While Aflac disapproved of Gilbert Gottfried's humor, his number of Twitter followers has jumped by more than 13,000 since Monday night. I read one comment Tuesday night accusing Aflac of censorship. That's strange - I don't think Aflac hired any hackers to remove Gottfried's jokes from the Internet.
(Several Twitter users put it much better than I have - Gilbert Gott-fired.)
Meanwhile, THE BIG BLOG DUCK HUNT remains open for your "audition tape" to replace Gilbert Gottfried. Record your short audio clip (no videos) of a duck saying "Aflac," and e-mail it to the blog. We'll let readers vote for the best duck voice - but no, I refuse to call this contest Aflac Idol.
Let's set our sights on other Tuesday topics....
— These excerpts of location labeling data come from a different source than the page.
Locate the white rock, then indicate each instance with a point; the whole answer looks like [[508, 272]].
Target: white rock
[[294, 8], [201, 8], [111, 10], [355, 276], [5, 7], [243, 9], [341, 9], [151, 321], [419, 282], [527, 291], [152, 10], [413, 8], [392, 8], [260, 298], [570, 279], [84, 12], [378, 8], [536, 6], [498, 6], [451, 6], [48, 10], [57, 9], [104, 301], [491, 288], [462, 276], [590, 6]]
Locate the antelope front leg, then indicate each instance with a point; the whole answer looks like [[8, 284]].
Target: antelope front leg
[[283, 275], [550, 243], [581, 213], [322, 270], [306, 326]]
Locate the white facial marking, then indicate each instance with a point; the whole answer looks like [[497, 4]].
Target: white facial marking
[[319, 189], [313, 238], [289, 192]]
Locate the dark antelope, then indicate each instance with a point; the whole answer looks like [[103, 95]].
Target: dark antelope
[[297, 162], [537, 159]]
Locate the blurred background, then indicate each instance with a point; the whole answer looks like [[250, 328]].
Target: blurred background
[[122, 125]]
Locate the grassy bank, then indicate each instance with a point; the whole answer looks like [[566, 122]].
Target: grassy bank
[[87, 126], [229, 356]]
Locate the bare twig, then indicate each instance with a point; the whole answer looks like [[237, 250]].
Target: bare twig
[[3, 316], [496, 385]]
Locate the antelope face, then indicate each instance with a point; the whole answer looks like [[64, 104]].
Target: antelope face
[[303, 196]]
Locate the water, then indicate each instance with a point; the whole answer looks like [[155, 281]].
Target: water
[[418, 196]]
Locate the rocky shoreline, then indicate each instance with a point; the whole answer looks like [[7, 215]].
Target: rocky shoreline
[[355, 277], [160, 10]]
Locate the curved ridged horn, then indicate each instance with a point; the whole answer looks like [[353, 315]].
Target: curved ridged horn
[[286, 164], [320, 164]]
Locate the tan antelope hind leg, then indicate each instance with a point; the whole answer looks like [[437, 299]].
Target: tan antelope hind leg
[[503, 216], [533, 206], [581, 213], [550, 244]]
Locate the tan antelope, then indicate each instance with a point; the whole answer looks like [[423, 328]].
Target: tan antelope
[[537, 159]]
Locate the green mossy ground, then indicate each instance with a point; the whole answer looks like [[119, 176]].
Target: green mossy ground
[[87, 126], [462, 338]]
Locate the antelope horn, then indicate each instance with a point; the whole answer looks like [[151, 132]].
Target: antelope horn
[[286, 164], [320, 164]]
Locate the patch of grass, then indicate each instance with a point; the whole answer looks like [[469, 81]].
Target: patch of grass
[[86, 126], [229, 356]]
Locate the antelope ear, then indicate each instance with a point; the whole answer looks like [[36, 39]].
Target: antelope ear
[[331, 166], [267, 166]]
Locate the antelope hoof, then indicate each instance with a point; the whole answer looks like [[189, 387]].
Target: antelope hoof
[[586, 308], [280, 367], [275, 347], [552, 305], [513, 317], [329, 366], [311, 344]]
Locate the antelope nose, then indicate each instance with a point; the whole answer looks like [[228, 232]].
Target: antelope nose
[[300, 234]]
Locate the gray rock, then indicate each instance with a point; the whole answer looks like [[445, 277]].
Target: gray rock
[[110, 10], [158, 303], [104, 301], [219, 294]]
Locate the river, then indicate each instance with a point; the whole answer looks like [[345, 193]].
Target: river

+ Republican activist Meghan McCain headlined a Women's Leadership Conference at the Cunningham Center. Too bad the Georgia Legislature was in session - because State Senator Josh McKoon missed a golden romantic opportunity.
(McCain admitted to reporters when she took an active role with her father's 2008 presidential campaign, some advisers wanted her to lose weight. There must be a better way to illustrate the bloated federal budget than this.)
+ Phenix City Central High School hosted a forum on dropout students. One school official told WTVM the dropout rate in Phenix City is only three percent, compared with 12 percent across Alabama. Take that, Jimmy Wetzel! The project with the classic car was worth every dollar the school superintendent spent on it.
+ WXTX showed commercials urging soldiers to move to a housing development in Fort Campbell, Kentucky. Huh?! Is there a second part to base realignment that the Chamber of Commerce has kept hidden for years?
+ Alabama coasted past Coastal Carolina 68-44 in the National Invitational Tournament. Then Clemson clobbered Alabama-Birmingham 70-52 on opening night of the NCAA men's tournament. Maybe the selection committee didn't know there's a school with a similar name in Tuscaloosa.
+ Instant Message to attorney Glennon Threatt: Is it safe to assume your client "Al from Dadeville" hasn't received any invitations to Earth Day events?